After the interval, the Leos Janacek String Quartet No.2 Listy duverne (Intimate letters) - 1928. In 1917, at the age of 63, Janacek, conceived 'a passionate friendship' for a 25 year old woman Kamilla Stosslova. In over 700 letters over the next 10 years a correspondence was carried out - the obsession never was permitted to go beyond that of 'a chivalrous devotion'. Introducing the work and between each of the four movements, letters of devotion and deflection were read by the actors - from Janacek, expressing "a friendship as necessary to my life as air or water." and that "It is just as well that it is only I who am infatuated". From Kamilla, ambiguous and sometimes playful rejections and/or encouragements.

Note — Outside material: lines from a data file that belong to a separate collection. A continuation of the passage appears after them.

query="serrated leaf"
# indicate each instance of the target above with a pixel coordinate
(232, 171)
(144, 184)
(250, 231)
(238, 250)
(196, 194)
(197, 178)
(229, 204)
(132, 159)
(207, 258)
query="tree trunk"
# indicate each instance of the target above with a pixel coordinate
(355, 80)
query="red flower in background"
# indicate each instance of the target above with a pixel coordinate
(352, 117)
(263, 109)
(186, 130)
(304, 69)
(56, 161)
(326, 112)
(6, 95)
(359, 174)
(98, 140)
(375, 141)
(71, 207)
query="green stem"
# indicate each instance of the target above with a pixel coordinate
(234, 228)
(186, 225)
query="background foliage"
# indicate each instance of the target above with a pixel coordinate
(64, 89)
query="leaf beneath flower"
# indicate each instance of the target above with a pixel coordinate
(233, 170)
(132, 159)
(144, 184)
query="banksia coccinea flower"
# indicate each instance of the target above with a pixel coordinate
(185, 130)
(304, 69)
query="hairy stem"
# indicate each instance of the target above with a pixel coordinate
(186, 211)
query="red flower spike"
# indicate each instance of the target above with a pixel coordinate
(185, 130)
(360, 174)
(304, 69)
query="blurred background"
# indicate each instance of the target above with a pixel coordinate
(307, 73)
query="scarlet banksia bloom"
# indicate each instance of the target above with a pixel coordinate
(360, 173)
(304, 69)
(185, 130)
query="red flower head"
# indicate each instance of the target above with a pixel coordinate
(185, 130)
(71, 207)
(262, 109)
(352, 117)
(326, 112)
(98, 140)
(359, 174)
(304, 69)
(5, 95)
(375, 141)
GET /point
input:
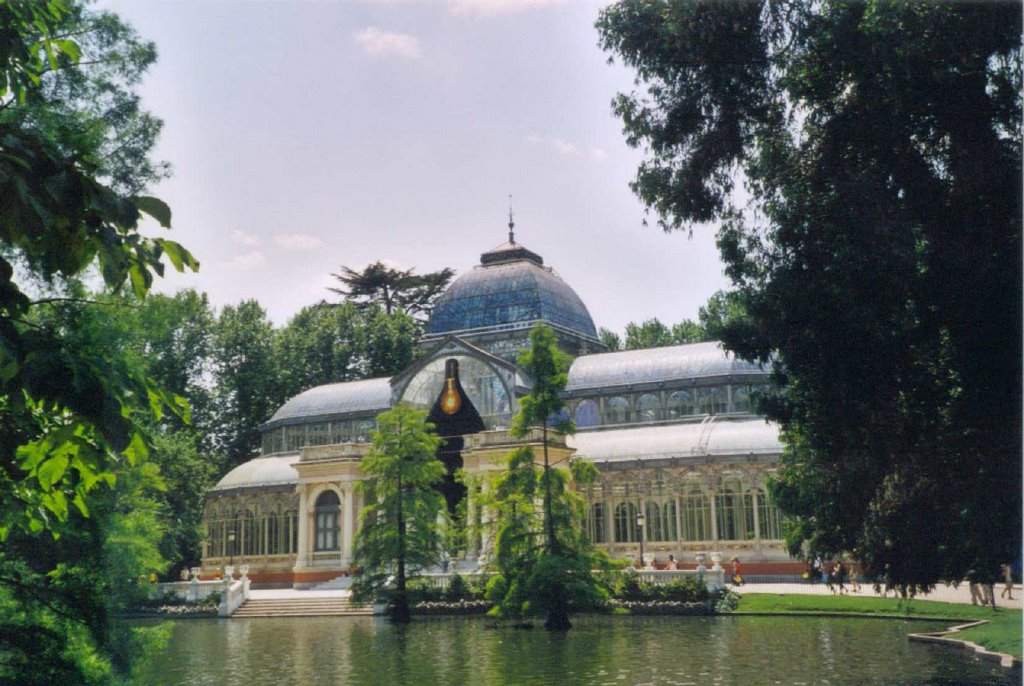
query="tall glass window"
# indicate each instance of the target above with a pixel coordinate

The letters read in this concert, were only a slightly interesting accompaniment to the music, and at best, simply, contextualised the human motivation behind the compositions. (Well, the Mozart letter, really did not even do that!) That the readings selected, particularly in the Janacek performance, interfered with the experiential musical flow of the four movements, raised the question of their usefulness, except as a novelty exercise: distracting us from the hearing of the musical invention, ingenuities, rather than a qualitative asset to the experience. Really, if I wanted to know more about the composer, or the music, reading it in a program, at my leisure, would have been my preferred option. (Particularly, as the ACO do not charge for the program notes). The readings from the actors were pleasantly competent: Ms Scott Lynch, animated and sprightly, if a little over emphatic textually; Mr Marshall adequately weighted, but slightly, absent. - a 'flat' reader. The perfunctory staging by Director, Peter Evans, and assistant, Susanna Dowling, seemed unnecessary, and ultimately, boringly predictable in its choreography.
The Smetana, gave the concert, great beauty.